The insights provided here show a regional overview of how U.S. operators are approaching 5G, including the preparedness, challenges and opportunities. The data is an extraction of responses by U.S. mobile operators from a global survey and follow-up analysis by research firm Heavy Reading on behalf of Syniverse.
Whether it’s a connected car or connected factory, adding new enterprise players and partners will create a complex web of fiscal responsibility. A new world that supports universal commerce is needed to ensure the plethora of new technologies and players that 5G requires can all coexist and interoperate, universally.
While there’s high expectations from operators to lead 5G ecosystems, there’s also a lack of payment system infrastructure in place to support the complexities of multi-party coordination, revenue-sharing and security challenges.
If the appropriate parties don’t get paid in this universal world of doing business, enterprise use-cases will quickly crumble. Gaining control of the payment system will ensure mobile operators provide a central and critical role in the 5G ecosystem beyond offering now-comedized connectivity services.

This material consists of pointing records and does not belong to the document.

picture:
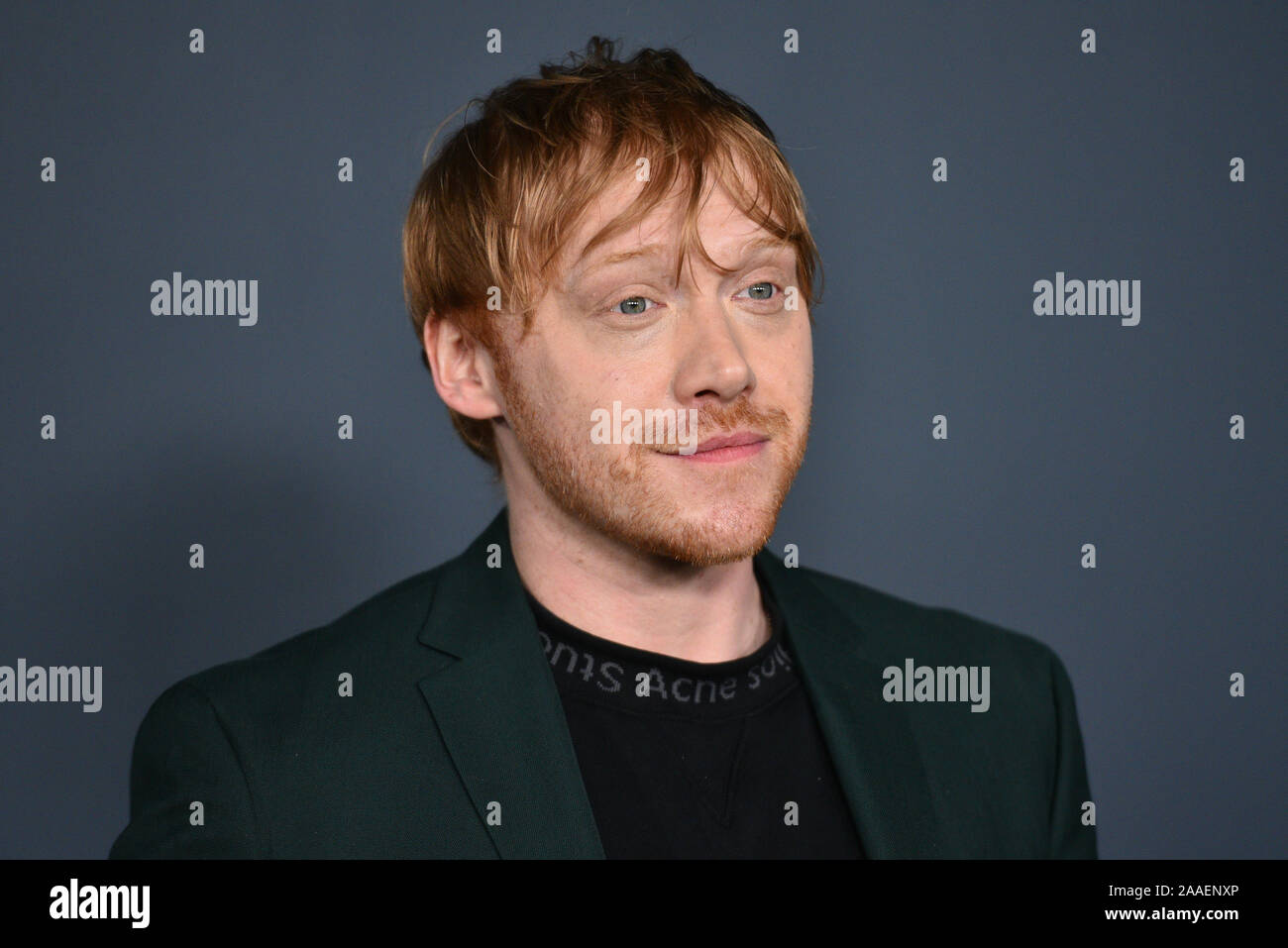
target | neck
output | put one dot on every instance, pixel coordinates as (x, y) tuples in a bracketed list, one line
[(616, 591)]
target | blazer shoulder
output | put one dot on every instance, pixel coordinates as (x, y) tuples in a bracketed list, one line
[(890, 617)]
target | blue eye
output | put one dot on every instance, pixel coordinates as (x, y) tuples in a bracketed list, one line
[(764, 283), (631, 300)]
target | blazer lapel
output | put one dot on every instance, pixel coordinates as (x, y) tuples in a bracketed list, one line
[(497, 708), (496, 704), (871, 742)]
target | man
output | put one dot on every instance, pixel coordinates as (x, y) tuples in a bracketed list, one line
[(610, 275)]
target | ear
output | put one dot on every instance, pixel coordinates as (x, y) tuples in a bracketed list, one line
[(462, 369)]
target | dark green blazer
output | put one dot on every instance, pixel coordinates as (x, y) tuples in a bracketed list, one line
[(454, 720)]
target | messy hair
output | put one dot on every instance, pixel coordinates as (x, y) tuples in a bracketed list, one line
[(505, 192)]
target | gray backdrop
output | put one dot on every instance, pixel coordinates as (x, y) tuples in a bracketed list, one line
[(1063, 429)]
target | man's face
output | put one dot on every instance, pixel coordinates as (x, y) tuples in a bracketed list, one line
[(722, 346)]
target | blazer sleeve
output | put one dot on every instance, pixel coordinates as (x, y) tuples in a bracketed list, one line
[(184, 755), (1070, 839)]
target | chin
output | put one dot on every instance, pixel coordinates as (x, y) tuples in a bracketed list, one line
[(724, 533)]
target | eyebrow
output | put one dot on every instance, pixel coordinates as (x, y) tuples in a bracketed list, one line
[(655, 249)]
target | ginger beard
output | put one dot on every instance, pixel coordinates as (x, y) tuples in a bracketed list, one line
[(704, 515)]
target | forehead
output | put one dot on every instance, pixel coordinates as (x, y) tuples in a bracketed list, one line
[(724, 230)]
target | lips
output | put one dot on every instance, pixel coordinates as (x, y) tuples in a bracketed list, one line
[(730, 441)]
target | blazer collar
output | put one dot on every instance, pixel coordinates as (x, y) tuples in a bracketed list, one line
[(498, 711)]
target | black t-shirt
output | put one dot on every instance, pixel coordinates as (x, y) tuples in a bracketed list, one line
[(712, 760)]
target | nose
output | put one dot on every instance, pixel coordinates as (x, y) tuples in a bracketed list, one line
[(711, 361)]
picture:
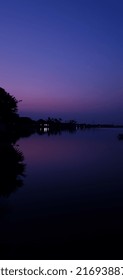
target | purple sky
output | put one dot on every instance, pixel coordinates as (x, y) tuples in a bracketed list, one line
[(63, 58)]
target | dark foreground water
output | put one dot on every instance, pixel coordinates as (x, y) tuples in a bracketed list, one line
[(71, 203)]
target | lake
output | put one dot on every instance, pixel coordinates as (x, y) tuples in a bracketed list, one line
[(70, 205)]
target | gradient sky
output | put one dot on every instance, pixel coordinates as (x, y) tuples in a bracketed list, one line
[(63, 58)]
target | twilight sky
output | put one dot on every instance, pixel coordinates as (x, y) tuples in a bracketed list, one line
[(63, 58)]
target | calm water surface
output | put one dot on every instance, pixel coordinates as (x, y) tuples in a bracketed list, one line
[(71, 202)]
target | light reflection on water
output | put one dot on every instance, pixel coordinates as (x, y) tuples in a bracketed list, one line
[(72, 192)]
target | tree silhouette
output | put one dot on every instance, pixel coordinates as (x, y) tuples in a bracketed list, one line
[(8, 107), (12, 168)]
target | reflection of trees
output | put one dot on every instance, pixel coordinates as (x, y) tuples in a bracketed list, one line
[(12, 168)]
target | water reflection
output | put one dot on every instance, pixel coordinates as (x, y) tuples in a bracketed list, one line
[(12, 168), (71, 203)]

To help mitigate these challenges and cash in on the opportunities, nearly 90% of operators are looking to blockchain-backed universal commerce to help parties determine how revenues will be attributed, shared and reconciled – all in real-time. The results below explain why.
5G multi-party billing, charging and contracts can be managed in real-time with secure, private blockchain services
- By 2024, nearly 90% (87%) plan to have initial commercial implementation of blockchain for billing, settlement, contract management.
- 87% of respondents identify security and immutability of ecosystem transactions as a the most important features. This is followed closely by the ability to onboard new partners (83%), facilitate contracts (73%), and allocate revenue between all partners (73%).
5G revenue challenges will be brought on by not gaining control of the payment system
- U.S. respondents described coordinating multiple partners in a go-to-market implementation as the most difficult of the revenue challenges associated with 5G (73%).
- Next was maintaining service quality (70%), followed by these at 67% implementing revenue-sharing mechanisms across partners, and regulation.
Shocking number of operators not prepared for 5G multi-party billing and charging
- Surprisingly, only 13% of respondents say that their current systems are capable of supporting multi-party billing, reconciliation and payment needed for 5G. And 53% said their systems will need to be evolved quite a bit beyond minor updates.
- 53% say they have not yet identified, or are only just beginning to identify, their technical requirements for multi-party billing, reconciliation, and payment.
- 77% of respondents see accuracy of data as the biggest challenge for 5G multi-party billing. A similar number (73%) see revenue assurance for billing, and settlement the same way.
In addition to safeguarding the payment system with blockchain, operators focus on securing all the ‘things” connected via 5G
Among the various ways to safeguard the network, the most common methods include 70% focusing on encrypting data, 50% using signalling firewalls and 37% leveraging access management of what and who can view, edit and have control on the network.